Helping caregivers become better and more informed agents in their new roles may lessen their anxiety. This, in turn, may lessen the anxiety of their loved ones and improve their quality of life.
Studies have shown that people with cancer who enjoy a greater quality of life generally live longer, Chang said. While he and his colleagues have yet to demonstrate that their new efforts have achieved such a tangible result, they have taken the first step by identifying what caregivers need.
Addressing Unmet Needs of Caregivers
In a clinical study published earlier this year in the Journal of Neuro-Oncology, Chang and her colleagues conducted a survey of 83 patients and 83 caregivers, asking them to identify their greatest needs, whether met or unmet.

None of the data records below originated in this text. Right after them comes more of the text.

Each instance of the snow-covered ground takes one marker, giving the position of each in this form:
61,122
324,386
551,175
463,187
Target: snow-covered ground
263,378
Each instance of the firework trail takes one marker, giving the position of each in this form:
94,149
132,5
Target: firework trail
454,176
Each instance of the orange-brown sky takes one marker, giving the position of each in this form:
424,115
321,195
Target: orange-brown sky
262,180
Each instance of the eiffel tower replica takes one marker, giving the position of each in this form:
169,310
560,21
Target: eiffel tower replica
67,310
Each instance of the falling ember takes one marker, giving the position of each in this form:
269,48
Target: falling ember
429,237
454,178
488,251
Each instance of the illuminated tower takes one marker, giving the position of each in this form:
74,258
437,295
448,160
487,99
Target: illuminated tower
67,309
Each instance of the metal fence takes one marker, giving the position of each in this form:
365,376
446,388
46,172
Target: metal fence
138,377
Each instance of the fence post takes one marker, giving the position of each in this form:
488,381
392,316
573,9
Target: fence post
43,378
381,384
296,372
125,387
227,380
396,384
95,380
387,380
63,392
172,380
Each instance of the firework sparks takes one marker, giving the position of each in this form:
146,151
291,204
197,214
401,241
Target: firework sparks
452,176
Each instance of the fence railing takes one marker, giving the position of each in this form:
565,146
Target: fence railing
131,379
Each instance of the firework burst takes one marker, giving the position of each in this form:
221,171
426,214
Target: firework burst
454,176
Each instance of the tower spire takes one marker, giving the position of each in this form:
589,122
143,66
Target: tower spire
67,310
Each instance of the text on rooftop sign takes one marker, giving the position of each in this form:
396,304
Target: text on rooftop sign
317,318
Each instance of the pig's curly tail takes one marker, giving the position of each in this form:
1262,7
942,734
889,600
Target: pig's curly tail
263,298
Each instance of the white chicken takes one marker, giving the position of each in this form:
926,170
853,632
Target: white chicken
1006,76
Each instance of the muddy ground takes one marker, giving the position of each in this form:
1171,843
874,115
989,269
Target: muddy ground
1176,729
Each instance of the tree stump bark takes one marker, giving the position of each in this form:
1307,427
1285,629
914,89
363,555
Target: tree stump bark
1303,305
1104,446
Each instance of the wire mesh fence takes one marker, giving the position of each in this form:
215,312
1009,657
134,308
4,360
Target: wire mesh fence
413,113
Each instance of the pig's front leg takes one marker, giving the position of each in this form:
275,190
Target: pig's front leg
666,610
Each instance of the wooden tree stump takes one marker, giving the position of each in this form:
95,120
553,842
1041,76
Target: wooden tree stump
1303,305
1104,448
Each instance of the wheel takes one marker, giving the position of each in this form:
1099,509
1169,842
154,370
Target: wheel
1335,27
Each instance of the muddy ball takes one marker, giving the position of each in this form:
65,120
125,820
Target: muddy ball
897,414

One of the main issues caregivers identified was the need to have comprehensive but understandable information available to help them understand the disease, its treatment and the ways in which they can help their loved ones. Many of the study participants reported feeling untrained and unprepared for their new roles.
Such data has helped lead to additional services as part of the comprehensive care offered to patients at UCSF Medical Center. For example, with the help of funds provided by the American Brain Tumor Association, the Neurological Surgery Department has built a patient waiting room with a computer hub, free Wi-Fi and a library filled with patient education resources.
Plans also call for addressing in the coming years what Chang and her colleagues consider the single most pressing unmet need among the caregivers: emotional support.
Caregivers take on demanding and time-consuming responsibilities, sometimes facing fundamental treatment decisions over the course of multiple surgeries and rounds of chemotherapy. Those decisions more often than not ultimately end with the death of their loved one.
Addressing caregivers’ emotional needs is complex and will demand individual attention, Chang said. The department plans to hire staff including nurses, social workers and patient relations liaisons to assist both patients and caregivers with the issues that arise. It also is creating a new training program to help UCSF faculty and staff build stronger relationships with patients and their caregivers. In addition, the department plans to create a Family Advisory Panel to identify the most helpful programs for the future.